The law needs to restore public trust and confidence in the nursing and healthcare professions, and the management upon which they depend. The problem is that the GMC and other regulatory bodies have limited sanctions, and the law has a limited repertoir including clinical negligence and corporate manslaughter with limited scope. At the end of the day, however, this is not a question about politics or the legal and medical professions, it is very much about real people.

 The advantage of putting this on the statute books once-and-for-all is that it would send out a powerful signal that actions of clinical and management that meet targets but fail in patient safety have imposable sanctions. After America’s most high-profile corporate fraud trial, Mr Lay, the ENRON former chief executive was found guilty on 25 May on all six fraud and conspiracy charges that he faced. Many relatives and patients feel that what happened at Stafford was much worse as it affected real people rather than £££. However, the Sarbanes-Oxley Act made auditors culpable, and the actions of managers are no less important.

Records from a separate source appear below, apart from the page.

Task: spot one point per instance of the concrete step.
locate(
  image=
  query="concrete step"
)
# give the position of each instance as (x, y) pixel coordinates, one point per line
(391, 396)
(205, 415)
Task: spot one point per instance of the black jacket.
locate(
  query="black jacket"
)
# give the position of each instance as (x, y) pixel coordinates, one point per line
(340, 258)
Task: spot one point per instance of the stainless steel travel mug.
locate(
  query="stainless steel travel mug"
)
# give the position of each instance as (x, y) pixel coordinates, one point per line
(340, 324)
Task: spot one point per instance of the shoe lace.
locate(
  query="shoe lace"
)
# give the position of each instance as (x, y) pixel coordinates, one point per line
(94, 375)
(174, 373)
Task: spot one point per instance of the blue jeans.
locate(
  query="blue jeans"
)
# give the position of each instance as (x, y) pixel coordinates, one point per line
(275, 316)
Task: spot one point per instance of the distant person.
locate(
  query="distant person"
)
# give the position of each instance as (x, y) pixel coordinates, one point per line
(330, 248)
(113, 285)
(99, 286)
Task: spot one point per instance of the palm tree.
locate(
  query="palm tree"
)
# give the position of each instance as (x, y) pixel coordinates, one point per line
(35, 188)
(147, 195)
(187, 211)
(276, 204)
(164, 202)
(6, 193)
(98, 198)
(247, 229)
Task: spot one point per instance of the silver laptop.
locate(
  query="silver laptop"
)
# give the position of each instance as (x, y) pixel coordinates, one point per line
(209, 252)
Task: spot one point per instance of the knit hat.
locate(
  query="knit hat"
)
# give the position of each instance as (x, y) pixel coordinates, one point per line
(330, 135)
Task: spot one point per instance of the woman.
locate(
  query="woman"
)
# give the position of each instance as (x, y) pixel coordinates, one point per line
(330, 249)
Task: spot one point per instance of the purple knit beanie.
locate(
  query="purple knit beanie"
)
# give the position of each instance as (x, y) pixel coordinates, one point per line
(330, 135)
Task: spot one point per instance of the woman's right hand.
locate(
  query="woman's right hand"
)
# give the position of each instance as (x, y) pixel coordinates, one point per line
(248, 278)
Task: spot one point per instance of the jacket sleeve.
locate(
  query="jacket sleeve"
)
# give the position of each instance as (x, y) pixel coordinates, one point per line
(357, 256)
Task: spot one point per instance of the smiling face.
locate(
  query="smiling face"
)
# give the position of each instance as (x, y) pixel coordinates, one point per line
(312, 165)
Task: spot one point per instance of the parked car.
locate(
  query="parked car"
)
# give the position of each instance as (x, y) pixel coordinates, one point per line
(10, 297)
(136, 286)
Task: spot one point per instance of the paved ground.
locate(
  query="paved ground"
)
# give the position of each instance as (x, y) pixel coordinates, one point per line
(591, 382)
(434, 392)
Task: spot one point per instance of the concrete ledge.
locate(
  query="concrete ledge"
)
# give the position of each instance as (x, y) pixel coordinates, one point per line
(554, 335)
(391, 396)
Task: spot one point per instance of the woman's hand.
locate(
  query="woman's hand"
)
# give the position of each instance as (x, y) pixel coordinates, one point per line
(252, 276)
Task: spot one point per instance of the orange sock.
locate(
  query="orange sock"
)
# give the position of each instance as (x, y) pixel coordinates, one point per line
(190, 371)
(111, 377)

This is not actually about Jeremy Hunt. Warning: this is about to get very messy. That Mid Staffs is not isolated strongly suggests that an ability of managers and leaders in Trusts to game the system while failing significantly in patient safety, and the national policy which produced this merits attention, meaning also that urgent legislation is necessary to stem these foci of toxicity. A possible conclusion, but presumption of innocence is vital in English law, from Robert Francis, and he is indeed an eminent QC in regulatory law, is that certain managers were complicit in clinical negligence at their Trusts to improve managerial ratings, having rock bottom regard for actual clinical safety. This represents a form of wilful blindness (and Francis as an eminent regulatory QC may make that crucial link), and there is an element of denial and lack of insight by the clinical regulatory authorities in dealing with this issue, if at all, promptly to secure trust from relatives in the medical profession. The legal profession has a chance now to remedy that, but only if the legislature enable this. But this will be difficult.